Is it true that one of the first commercial uses of plasma ashing was to ablate fish to expose mercury contamination?
Sitting around the lunch table the other day, our chemist and founder, Stephen Kaplan, expanded on an early use of plasma for one of the first commercial applications: ashing fish to expose mercury (or other metals) to evaluate the impact of contamination from industry. While it seemed like a logical use of the technology, I couldn’t get my head around this as one of the first commercial applications….so did a bit of research and finally reached out to one of the experts in the field of vacuum technology: Donald Mattox. He confirmed that low pressure plasma ashing has been used for over 50 years for trace element analysis – an early use of replacing wet chemistry!
Don sent the following citations confirming the use:
1962: C. E. Gleit and W.D. Holland, “Use of electrically excited Oxygen for the low temperature decomposition of organic substrate” Anal Chem. Vol. 34 (11) pp 1454-1457
1977: M. Velodina, “Quantitative determination of Mercury in Organic materials by means of a low temperature, high frequency discharge plasma in oxygen” Analytical Letters 10(14) 1189-1194
And Don added one of his favorite Oxygen plasma cleaning stories (from his book “Foundations of Vacuum Coating Technology”)

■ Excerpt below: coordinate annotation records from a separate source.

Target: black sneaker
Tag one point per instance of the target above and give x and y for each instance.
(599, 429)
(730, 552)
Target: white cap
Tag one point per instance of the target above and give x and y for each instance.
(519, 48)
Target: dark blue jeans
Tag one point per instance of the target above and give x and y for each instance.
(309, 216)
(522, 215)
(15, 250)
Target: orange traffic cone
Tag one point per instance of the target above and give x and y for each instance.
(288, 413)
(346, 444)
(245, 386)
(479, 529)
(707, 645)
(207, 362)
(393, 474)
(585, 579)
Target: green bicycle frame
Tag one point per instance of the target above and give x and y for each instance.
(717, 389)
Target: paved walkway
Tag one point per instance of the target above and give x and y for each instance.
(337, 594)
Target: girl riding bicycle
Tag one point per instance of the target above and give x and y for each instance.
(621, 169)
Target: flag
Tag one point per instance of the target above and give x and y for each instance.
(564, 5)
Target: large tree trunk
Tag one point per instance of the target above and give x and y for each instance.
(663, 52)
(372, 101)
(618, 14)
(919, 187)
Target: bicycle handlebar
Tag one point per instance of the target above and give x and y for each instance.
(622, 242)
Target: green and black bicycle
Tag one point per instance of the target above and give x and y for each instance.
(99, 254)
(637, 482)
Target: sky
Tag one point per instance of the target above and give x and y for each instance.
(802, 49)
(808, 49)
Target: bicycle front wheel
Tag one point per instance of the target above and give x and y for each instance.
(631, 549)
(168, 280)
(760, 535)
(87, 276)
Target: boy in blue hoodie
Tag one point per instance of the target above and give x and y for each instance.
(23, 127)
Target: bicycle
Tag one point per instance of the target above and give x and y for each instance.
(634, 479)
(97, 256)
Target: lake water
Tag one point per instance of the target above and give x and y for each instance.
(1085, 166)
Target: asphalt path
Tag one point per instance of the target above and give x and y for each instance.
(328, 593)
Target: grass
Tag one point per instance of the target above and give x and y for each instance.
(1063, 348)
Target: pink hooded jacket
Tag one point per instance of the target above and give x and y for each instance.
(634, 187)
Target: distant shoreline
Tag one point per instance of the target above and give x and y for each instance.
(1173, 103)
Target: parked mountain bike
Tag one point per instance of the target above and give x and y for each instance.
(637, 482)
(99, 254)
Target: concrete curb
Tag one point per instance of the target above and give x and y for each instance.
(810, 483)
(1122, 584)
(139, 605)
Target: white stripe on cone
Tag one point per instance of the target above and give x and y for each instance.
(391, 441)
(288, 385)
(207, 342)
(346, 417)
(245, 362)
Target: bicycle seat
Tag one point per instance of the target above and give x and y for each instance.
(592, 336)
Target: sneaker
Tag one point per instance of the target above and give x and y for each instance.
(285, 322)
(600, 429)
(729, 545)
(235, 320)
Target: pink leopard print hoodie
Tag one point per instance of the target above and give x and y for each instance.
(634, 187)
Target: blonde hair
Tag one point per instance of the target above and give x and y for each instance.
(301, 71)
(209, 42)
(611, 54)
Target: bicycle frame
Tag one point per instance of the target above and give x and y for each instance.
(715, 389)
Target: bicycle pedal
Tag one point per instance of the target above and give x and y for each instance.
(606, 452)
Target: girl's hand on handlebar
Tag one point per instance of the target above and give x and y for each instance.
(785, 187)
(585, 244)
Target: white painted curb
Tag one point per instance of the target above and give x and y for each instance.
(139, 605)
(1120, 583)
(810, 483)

When preparing to aluminize the Palomar mirror, John Strong notified the mirror polishers that he would be using a new cleaning technique using ‘a special fatty acid compound with precipitated chalk.’ When he arrived the ‘special fatty acid compound’ was Wild Root Cream Oil hair tonic (ad jingle: ‘You better get Wild Root Cream Oil, Charlie; It keeps your hair in trim; Because it’s non-alcoholic, Charlie; It’s made with soothing lanolin’). He stated, ‘In order to get glass clean you first have to get it properly dirty.’ The oil residue was ‘burned-off’ using an oxygen plasma in the vacuum deposition chamber. (From The Perfect Machine: The Building of the Palomar Telescope, Ronald Florence, pp 382-386, HarperCollins, 1994).
I’m assuming that the following US Patent from 1978 helps corroborate his story: 4088926: Plasma Cleaning Device (for cleaning organic contamination on optical surface)
I found this quite interesting and did some additional research that I would like to share with my readers:
Plasma, atmospherically, has been used professionally by museums and NASA to remove carbon contamination or char, selectively, as a restoration technique for fine art.
Before and after image of artwork cleaned by atomic oxygen.
Some later work of interest was published by Texas A&M: Used RF plasma to selective remove inorganic mater from paint and prevent damage to the substrate (rock). Organic components can then be analyzed and dated.
1992: Direct Radiocarbon Dating of rock Art. Radiocarbon, V 34, No. 3, 1992, P 867-872. J. Russ, M. Hyman and M. Rowe, TAMU.
I could go on and on and on… Plasma truly offers us a tremendous tool box for modification of myriad materials!